こうして多くの大名が味方してくれたことで、逆転の兆しが見えてきた家康は最終的に福島正則と池田輝政を先鋒に西へと出兵させました。
山内一豊は、その功績により江戸幕府では初代・土佐藩主となり幕末の雄藩の一つとして血を繋いでいくことになります。
岐阜城の戦い
一方で西軍は美濃国の大垣城に控えていました。
そこに福島・池田両名が尾張国の清州城に到着したため、戦いの火ぶたが切って落とされるかと思われるのですが、東軍大将の徳川家康が到着しません。
福島・池田は次第に家康に不信感を持ち始めます。そこに家康の使者が到着し、家康は風邪をひいているので出陣が遅れると言いった内容でした。
この対応に福島正則は自分たちは捨て石にされたのかと激怒。
先鋒に従軍していた黒田長政は「家康は我々の本心を試しているのではないか?」と正則をなだめました。先鋒達の大名に戦う意思があるのか、ということですね。
これを聞いた福島正則は「もしそうならば西軍の岐阜城を落として見せよう!!」と出陣し、関ヶ原の前哨戦【岐阜城の戦い】が始まったのです。
岐阜城は山の上にあり、防御力も高く織田信長が居城としていた事もある城でした。
東軍の先鋒はそんな堅牢な城を3日で落とし、西軍に相当なショックを与えることに成功。岐阜を攻略された西軍は美濃国での支配権を大きく失い、勢いのまま東軍は大垣城まで迫っていきました。
徳川家康の出陣と関ヶ原の戦い
岐阜城の陥落を知った家康はとうとう重い腰を上げ出陣しました。家康は軍を二つに分けて江戸を出発します。

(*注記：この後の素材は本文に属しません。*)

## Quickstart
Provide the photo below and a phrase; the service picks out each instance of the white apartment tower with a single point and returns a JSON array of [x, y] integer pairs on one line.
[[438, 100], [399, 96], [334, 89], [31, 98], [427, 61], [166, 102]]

自分は東海道を通って西へ進軍。息子・秀忠には中山道を通り西へと向かいましたが、信濃で真田正幸に妨害をされ美濃に到着しません。
一向に現れない秀忠を対に家康は見限り、軍勢を移動。こうして息子不在のままで始まったのが関ヶ原の戦いでした。
関ヶ原の戦い
関が原がある場所は岐阜県西部に位置しています。
東に南宮山、西に今須山、南に鈴鹿山脈、北に伊吹山系と言った盆地でした。この場所は、東西に中山道、北からは北国街道、南には伊勢街道と言った交通の要所でもありました。
このような地形で行われた関ヶ原の戦いで西軍は、盤石な体制を整えて挑みました。
石田三成が南宮山の東の大垣城でにらみを利かせている間に次々と西軍の大名たちが布陣していきます。西軍の布陣は「後は豊臣秀頼を迎えるだけで勝ちが確定する」というくらいの布陣になっていました。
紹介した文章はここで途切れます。